Northern Pintail Drake. Judi Dressler/Audubon Photography Award 2018

I’m sure the first time I saw pintails I was struck by their looks, but by now I had seen so many that I’d become somewhat blasé. But as I watched these pintails, I started to appreciate them again. Like a Shamrock Shake at McDonalds, these birds are a seasonal flavor that you can’t get all the time, and it’s worth savoring them for the months of the year that they’re around.

At the end of the day, I missed my wigeon again, but I drove home feeling content all the same.

Another recent failed chase was down to Manasquan Inlet, where in early January a flurry of dovekie had been passing close to land. Dovekie are tiny, round seabirds that rarely come close enough to the shore for viewing — they’re more often observed during sea trips. I was hoping the high numbers other birders were reporting would still be coming through and I’d get a chance to add one of these little alcids to my life list.

Dovekie. Susan Dixon/Audubon Photography Award 2021

Alas, I stood on the end of the jetty with a crush of other birders for around three hours with no sign of the dovekie. With not much else to do, I started taking long looks at the birds that were around.

Manasquan is a great spot for common and red-throated loons in the winter. These birds, especially the red-throated loons, seemed fearless, completely unimpressed with the large numbers of humans peering through binoculars and scopes. They floated close to the jetty, close enough to snap pics with a cell phone and see field marks with the naked eye, and then dove so smoothly it felt like a magic trick. They would surface again with Atlantic blue crabs in their bills.

Red-throated Loon. Kate Persons/Audubon Photography Award 2021

Further out, long-tailed ducks dove in the surf. These sea ducks are true to their name — males can have a tail up to 9.3 inches — and their markings are striking. Like the loons, long-tailed ducks feed by diving below the surface of the water. They have been seen in flocks of 200 or more!

I was running out of time, so I wished everyone else luck and headed out. Ten minutes up the road, I saw a text flash onto my screen — the dovekie had appeared! But I had somewhere to be and couldn’t turn back.

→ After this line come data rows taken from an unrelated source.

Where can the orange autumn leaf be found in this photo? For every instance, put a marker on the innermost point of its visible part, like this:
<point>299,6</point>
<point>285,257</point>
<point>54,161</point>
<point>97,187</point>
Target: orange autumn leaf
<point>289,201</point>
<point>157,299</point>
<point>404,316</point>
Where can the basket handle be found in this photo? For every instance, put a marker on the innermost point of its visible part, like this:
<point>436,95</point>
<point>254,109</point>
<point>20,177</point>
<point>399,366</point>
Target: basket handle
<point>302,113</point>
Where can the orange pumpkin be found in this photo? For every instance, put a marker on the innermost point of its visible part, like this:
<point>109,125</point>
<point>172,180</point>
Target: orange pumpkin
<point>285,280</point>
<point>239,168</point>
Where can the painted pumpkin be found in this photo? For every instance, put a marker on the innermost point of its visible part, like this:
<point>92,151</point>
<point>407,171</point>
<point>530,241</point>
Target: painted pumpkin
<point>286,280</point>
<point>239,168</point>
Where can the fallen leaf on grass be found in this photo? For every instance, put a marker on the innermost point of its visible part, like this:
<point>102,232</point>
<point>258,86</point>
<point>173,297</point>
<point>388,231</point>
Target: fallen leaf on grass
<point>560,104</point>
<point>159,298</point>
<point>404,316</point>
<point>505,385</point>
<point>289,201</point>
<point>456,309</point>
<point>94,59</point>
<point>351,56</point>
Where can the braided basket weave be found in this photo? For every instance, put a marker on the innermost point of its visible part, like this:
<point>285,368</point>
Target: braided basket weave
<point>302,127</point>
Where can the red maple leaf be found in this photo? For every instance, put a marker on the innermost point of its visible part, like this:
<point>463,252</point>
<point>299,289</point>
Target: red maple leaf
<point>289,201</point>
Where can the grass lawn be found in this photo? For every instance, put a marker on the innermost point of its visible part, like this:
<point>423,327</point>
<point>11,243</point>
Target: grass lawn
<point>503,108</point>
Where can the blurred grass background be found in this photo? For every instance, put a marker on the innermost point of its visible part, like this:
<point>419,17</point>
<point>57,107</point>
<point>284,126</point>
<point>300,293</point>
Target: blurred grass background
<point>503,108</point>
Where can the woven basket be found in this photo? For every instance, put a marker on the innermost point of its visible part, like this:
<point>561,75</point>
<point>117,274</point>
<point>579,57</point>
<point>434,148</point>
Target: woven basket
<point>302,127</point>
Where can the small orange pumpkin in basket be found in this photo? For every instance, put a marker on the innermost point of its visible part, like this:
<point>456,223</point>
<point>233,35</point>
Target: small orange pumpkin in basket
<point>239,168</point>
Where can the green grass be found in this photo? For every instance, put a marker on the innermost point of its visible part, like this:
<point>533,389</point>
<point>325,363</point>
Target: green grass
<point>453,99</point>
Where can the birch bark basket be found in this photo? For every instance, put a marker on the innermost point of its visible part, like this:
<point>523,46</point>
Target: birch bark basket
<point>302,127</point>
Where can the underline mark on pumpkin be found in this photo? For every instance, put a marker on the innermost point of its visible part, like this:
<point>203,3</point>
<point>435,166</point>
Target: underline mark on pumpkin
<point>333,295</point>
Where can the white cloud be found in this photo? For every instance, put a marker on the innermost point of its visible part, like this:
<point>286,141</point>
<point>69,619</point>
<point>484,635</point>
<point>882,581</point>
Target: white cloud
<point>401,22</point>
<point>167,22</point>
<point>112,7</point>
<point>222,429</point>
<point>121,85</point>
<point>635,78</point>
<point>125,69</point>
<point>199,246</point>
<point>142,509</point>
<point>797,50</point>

It was all right. I was happy I had gotten out, happy to have had a reason to visit the inlet, which isn’t close enough for me to go just any time. I was happy with the birds I did see. In a few months they will all have headed back north and these seasonal flavors will be off the menu until next winter.

Chasing doesn’t always work out, but I’ve never regretted a chase. Even when you don’t get the bird you went for, you get a chance to stand still and appreciate what you do see.